The Horse of Copinsay, also known as the Horse, is a rectangular uninhabited sea stack to the north east of Copinsay in the Orkney Islands, Scotland.

Name
The Norse were fond of zoomorphising smaller islands - for example, smaller islands lying off a larger one are often termed "Calf", e.g. Calf of Flotta, Calf of Man or even Calf of Cava (the latter a tautology). Some are even "hens", like the Hen of Gairsay. However "horses" are fairly rare. Coincidentally, the old name of Mainland, Orkney meant "horse island".

Geography and geology
Like most of the other islands of Orkney, the bedrock is Middle Old Red Randstone of Rousay type of the Devonian period, but much eroded and tilted.

The islet is separated from Copinsay by Horse Sound, and to the southwest is Corn Holm. Mainland Orkney is due west, and Auskerry and Stronsay are much further to the north. The Horse is the easternmost of the southern Orkney islands.

The Blaster Hole is a sea jet, of the type known in the Northern Isles as a gloup.

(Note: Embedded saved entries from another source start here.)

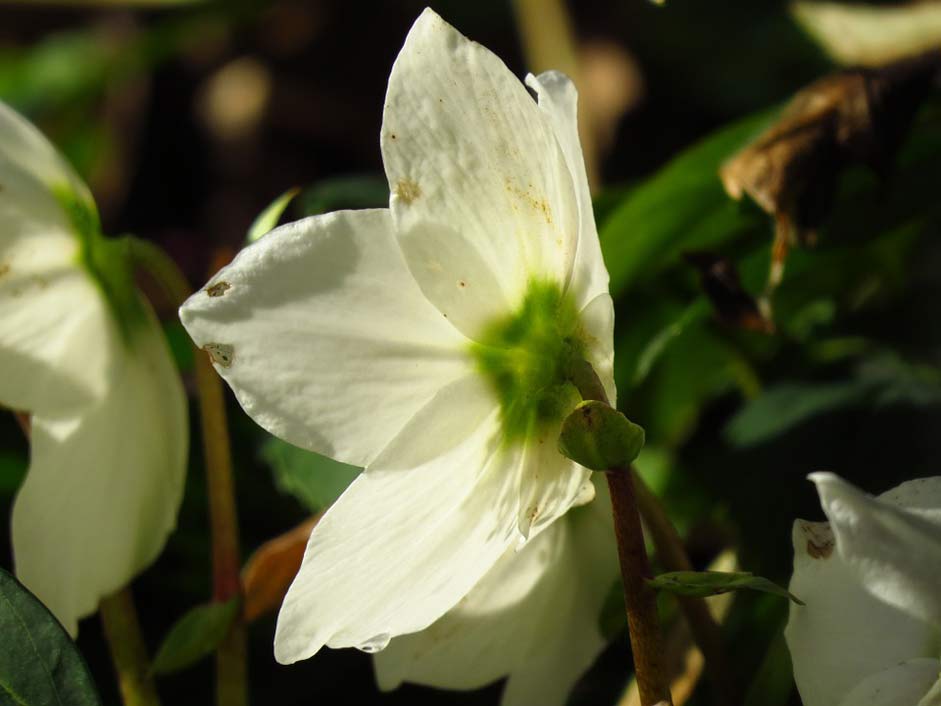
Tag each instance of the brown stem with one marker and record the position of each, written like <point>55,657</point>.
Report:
<point>672,555</point>
<point>231,671</point>
<point>639,598</point>
<point>128,652</point>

When a storm blows in from the east, the aptly named Blaster Hole can produce a spout of nearly  highly, solely by wave power.

Use
The tiny islet was used for grazing, and appears never to have been inhabited (although a number of the smaller islands were often used by culdee anchorites). Pigs and sheep were grazed here, but not horses as the name might suggest. As Haswell-Smith says:

"As with many small islands, the demand for grazing was so great that the islanders [of Copinsay] would carry sheep to the top of the Horse, but it was said that it could fatten one sheep, and feed two, but three would starve. In the Spring, pigs were also hoisted up to fatten on the huge 'crop' of sea-birds' eggs. The pigs' coarse hair was used to make the strong rope needed for fowling. 'Lee-running' was the local name for the organised collection of sea-birds' eggs, which was still practised on Copinsay in the 1940s."